Besides energy conservation, including fostering the energy management companies and reducing heat loss in buildings, the World Bank is backing renewable energy, environmental protection in the energy sector, and efforts to make coal plants cleaner and more efficient.
The solution is "not one single thing - it's a whole mix. You have to have a whole mix of programs, all of which have to contribute."
"All of our work in energy is on clean energy, and all of it's growing," says Taylor.
Coal Powering China's Economy
Coal contributes 30 percent of the world's CO2 emissions and is China's most abundant energy resource, supplying about 62 percent of the country's energy needs in 2004, according to the International Energy Agency.
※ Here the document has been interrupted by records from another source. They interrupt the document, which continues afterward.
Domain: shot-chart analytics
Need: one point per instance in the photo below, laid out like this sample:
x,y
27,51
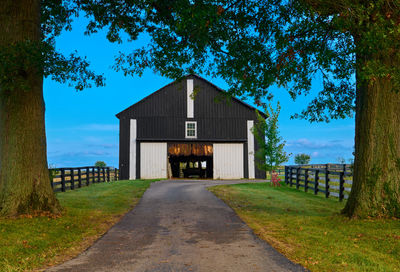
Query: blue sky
x,y
82,127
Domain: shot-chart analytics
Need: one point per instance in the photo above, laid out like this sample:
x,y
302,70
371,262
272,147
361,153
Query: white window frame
x,y
195,130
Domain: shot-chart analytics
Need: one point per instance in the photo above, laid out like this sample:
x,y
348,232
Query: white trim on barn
x,y
190,104
228,161
153,160
132,149
250,148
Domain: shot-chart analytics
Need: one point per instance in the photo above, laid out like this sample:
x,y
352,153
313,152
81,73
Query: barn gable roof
x,y
118,115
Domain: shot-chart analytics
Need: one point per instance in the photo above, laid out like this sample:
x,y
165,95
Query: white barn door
x,y
153,160
228,161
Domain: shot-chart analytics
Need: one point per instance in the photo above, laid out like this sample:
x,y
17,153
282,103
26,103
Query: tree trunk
x,y
24,175
376,179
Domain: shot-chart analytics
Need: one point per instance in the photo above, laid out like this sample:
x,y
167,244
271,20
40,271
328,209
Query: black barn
x,y
182,130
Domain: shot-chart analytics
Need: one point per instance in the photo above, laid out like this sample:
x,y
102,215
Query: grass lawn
x,y
32,243
309,230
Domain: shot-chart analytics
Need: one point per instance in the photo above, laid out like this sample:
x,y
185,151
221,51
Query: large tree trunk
x,y
376,179
24,176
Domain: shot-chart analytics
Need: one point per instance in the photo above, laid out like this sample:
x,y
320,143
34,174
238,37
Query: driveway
x,y
180,226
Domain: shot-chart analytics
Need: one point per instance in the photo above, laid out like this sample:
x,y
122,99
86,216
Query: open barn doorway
x,y
190,160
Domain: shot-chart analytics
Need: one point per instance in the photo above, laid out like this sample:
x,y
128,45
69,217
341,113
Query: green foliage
x,y
270,153
100,164
252,45
309,229
30,243
302,158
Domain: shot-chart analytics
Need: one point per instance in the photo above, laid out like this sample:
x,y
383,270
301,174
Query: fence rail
x,y
63,179
331,181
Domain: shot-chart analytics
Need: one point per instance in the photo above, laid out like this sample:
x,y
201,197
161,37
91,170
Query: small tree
x,y
270,153
302,158
100,164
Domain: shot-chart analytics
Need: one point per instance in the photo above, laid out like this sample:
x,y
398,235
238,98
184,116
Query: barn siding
x,y
162,115
124,134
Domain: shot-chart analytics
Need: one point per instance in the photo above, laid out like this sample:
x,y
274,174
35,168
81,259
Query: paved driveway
x,y
180,226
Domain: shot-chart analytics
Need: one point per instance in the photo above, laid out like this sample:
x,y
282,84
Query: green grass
x,y
32,243
309,229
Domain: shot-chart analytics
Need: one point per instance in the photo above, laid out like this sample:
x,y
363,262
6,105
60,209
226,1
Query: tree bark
x,y
376,178
24,176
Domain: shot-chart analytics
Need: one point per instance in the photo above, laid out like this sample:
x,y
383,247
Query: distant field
x,y
30,243
309,230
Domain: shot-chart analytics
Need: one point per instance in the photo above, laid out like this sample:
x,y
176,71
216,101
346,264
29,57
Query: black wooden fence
x,y
331,180
63,179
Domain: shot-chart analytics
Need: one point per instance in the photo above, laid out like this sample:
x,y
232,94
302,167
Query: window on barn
x,y
191,130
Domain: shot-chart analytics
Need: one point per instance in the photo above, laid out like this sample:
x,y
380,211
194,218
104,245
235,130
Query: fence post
x,y
62,180
316,181
79,178
87,176
306,180
327,183
341,186
51,174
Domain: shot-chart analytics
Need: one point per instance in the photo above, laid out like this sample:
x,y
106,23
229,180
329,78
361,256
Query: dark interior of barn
x,y
190,160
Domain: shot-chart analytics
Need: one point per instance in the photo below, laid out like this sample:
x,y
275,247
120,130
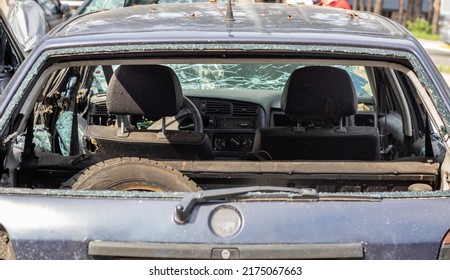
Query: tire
x,y
131,174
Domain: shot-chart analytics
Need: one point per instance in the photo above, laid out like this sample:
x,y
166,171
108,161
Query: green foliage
x,y
419,26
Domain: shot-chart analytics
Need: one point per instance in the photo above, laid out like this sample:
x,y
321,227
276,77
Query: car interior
x,y
331,125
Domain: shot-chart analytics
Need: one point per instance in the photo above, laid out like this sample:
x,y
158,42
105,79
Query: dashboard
x,y
230,125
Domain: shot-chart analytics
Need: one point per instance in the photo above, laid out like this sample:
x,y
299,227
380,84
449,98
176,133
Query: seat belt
x,y
428,146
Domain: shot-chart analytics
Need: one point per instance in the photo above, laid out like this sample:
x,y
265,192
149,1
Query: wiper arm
x,y
184,208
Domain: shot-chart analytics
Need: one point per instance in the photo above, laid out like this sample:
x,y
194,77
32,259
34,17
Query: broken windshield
x,y
240,76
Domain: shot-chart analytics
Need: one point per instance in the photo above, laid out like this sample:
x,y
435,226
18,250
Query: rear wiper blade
x,y
184,208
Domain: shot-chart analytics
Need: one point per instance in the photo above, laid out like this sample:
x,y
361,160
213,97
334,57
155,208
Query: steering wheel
x,y
189,110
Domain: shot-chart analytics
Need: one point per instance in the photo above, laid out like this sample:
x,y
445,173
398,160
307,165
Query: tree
x,y
378,7
418,9
410,10
401,11
436,13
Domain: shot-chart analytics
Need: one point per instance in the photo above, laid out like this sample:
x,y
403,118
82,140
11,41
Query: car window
x,y
241,76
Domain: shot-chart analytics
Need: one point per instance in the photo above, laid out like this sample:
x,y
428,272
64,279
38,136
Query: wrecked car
x,y
218,131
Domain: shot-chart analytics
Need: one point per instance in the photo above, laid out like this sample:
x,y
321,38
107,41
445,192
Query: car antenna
x,y
229,15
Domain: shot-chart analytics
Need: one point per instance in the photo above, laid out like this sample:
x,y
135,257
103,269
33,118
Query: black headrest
x,y
144,90
319,92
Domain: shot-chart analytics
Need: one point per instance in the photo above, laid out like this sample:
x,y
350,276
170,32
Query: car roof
x,y
251,20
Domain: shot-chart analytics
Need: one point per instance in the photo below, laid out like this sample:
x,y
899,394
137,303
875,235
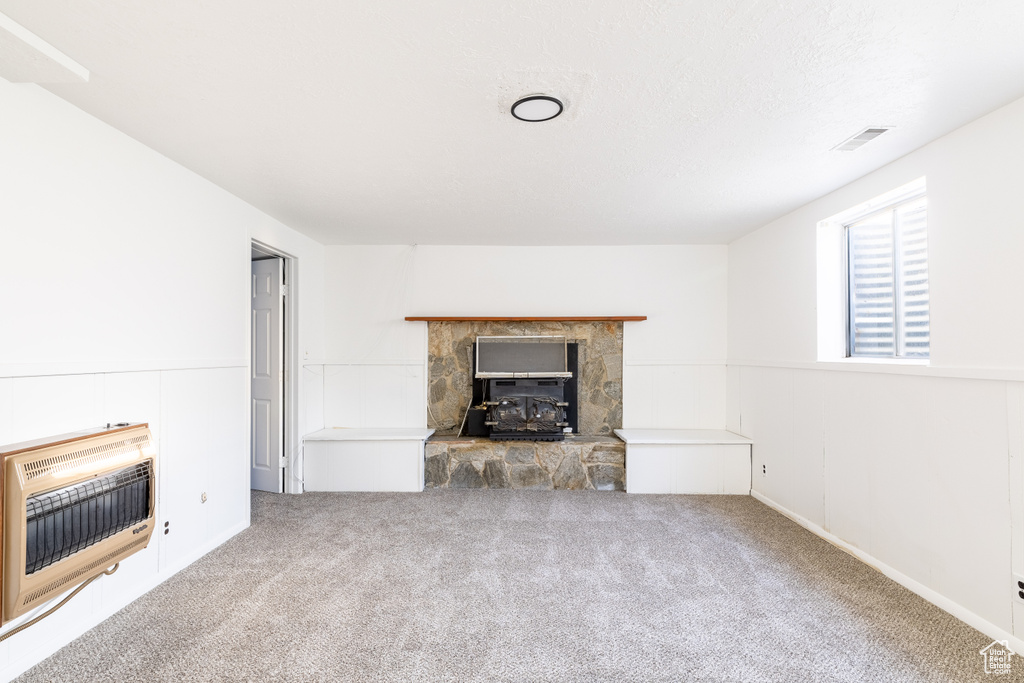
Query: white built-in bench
x,y
686,461
364,459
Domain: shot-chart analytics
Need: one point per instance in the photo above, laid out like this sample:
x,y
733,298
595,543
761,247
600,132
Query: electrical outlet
x,y
1019,588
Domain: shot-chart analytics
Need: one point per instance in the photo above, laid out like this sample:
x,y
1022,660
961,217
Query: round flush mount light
x,y
537,108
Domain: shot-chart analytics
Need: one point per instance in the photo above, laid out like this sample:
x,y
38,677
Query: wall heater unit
x,y
73,506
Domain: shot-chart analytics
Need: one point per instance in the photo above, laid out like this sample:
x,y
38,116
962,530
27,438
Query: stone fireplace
x,y
590,458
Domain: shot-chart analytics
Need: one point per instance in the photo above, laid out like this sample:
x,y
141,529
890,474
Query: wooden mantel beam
x,y
525,318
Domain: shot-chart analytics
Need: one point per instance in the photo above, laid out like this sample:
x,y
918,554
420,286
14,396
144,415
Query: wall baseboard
x,y
30,658
937,599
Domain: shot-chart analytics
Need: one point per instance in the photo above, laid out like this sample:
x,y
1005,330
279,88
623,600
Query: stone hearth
x,y
599,374
578,463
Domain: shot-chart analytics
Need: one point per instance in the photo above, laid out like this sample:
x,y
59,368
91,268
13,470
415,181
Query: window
x,y
887,280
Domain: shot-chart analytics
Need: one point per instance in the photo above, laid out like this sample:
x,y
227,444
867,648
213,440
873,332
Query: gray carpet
x,y
523,586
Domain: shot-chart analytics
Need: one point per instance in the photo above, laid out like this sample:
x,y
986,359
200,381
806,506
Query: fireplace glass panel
x,y
521,356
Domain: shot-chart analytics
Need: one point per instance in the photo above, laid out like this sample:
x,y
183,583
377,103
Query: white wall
x,y
906,465
674,363
126,297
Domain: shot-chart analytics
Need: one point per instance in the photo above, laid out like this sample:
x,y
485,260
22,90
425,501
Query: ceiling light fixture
x,y
537,108
860,138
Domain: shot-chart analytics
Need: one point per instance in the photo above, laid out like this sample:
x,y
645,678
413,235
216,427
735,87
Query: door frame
x,y
290,414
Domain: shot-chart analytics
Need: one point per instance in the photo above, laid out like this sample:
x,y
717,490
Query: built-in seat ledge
x,y
686,461
694,436
525,318
369,459
369,434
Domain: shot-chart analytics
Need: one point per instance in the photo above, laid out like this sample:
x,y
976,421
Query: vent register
x,y
73,507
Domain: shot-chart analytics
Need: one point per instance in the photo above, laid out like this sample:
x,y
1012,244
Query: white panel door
x,y
267,377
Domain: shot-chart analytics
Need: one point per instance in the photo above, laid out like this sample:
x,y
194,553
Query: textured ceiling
x,y
387,122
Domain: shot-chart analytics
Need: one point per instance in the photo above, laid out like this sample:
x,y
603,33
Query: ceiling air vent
x,y
860,138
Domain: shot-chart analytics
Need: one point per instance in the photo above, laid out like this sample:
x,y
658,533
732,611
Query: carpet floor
x,y
523,586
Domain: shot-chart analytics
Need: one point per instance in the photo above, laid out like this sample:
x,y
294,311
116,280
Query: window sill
x,y
863,360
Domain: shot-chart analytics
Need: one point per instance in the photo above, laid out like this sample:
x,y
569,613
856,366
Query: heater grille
x,y
103,561
61,522
67,461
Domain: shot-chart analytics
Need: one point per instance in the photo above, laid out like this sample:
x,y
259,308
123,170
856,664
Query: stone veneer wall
x,y
599,380
582,463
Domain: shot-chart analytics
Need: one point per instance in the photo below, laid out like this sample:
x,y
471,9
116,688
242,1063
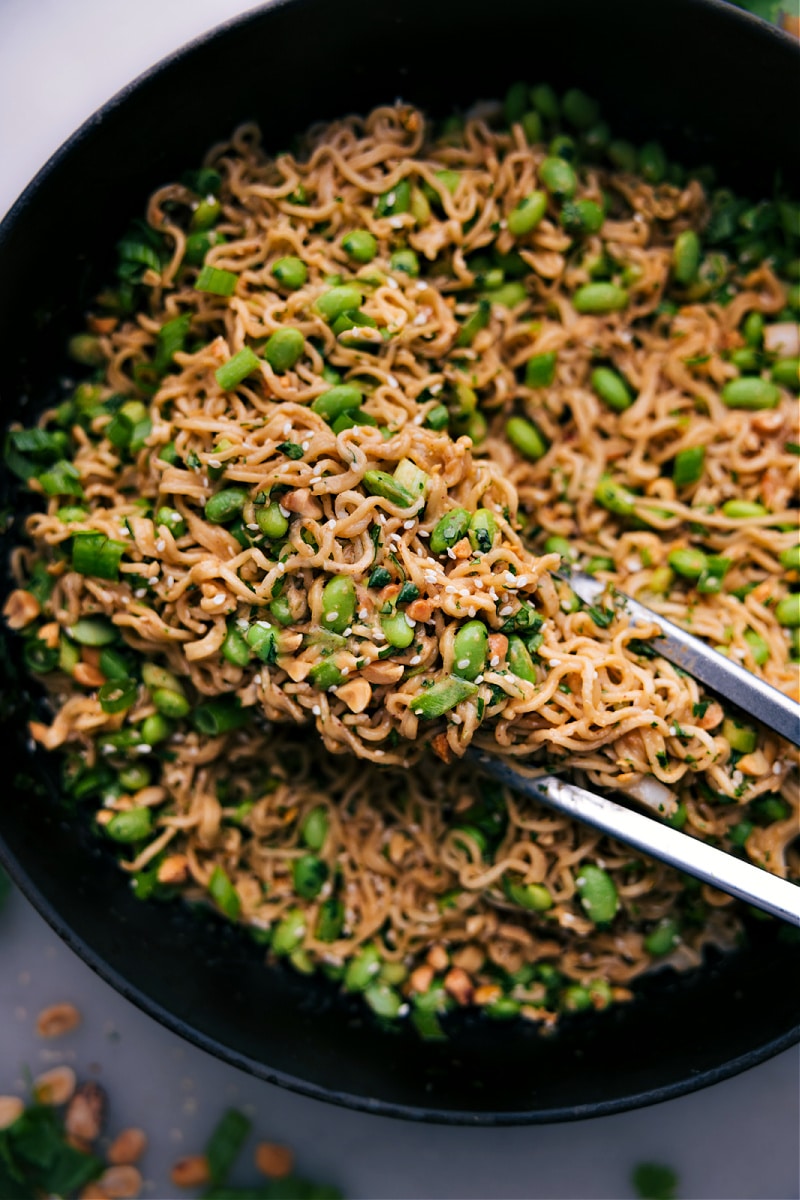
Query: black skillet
x,y
710,82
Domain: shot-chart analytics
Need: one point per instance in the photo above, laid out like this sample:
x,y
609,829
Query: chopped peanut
x,y
174,869
11,1108
85,1113
58,1020
88,676
440,747
49,634
498,645
356,695
421,978
383,672
54,1086
274,1161
487,994
127,1147
121,1182
302,502
20,609
459,985
191,1173
438,958
421,610
753,763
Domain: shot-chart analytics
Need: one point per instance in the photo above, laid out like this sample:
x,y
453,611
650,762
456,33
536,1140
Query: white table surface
x,y
59,61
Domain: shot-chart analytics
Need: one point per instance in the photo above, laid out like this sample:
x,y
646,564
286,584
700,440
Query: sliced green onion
x,y
216,281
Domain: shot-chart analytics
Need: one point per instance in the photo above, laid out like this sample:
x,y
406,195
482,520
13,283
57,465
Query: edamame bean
x,y
612,389
337,300
690,563
271,521
224,505
362,969
405,261
527,214
750,391
582,216
173,520
289,931
663,939
519,660
576,999
283,348
579,109
314,828
744,510
330,921
596,299
130,826
360,245
449,529
235,648
341,399
308,875
525,438
290,271
787,611
597,894
482,531
787,372
397,630
470,646
540,371
155,729
555,545
739,736
686,256
558,177
533,897
170,703
380,483
614,497
338,604
441,697
687,467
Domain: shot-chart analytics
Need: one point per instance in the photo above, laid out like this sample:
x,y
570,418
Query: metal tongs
x,y
728,679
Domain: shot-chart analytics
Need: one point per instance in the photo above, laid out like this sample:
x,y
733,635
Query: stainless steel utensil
x,y
759,700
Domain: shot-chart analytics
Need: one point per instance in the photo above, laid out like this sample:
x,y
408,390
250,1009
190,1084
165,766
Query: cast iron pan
x,y
714,85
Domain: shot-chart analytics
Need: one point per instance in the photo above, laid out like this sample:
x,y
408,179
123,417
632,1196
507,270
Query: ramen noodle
x,y
294,545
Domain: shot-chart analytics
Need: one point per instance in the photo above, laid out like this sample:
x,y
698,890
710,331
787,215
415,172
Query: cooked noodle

While per capita energy use in China remains much lower than in Europe or the United States, China has become the second biggest energy consumer in the world. Its share of new CO2 emissions is expected to rise to 40 percent of the world's total by 2030 if measures are not taken to reduce them.
In 2005, the Chinese government set an ambitious goal of reducing energy usage per unit of GDP by 20 percent between 2006 and 2010. The 20 percent "is a very tough target to make," observes Bob Taylor, World Bank Lead Energy Specialist for East Asia. Indeed, Chinese Premier Wen Jiabao said last year that China's per-unit-GDP energy consumption only fell 1.23 percent in 2006, well short of the projected target of 4 percent.
But Taylor, who has worked on World Bank-China energy projects for 25 years, says "the level of commitment is very high - I have never seen energy conservation pushed so hard in any country, from the highest level all the way through the system. China's leaders have a good understanding that the country cannot continue growing very fast and consume resources at the same efficiency it has thus far. You can see very quickly there's not enough energy in the world to support that."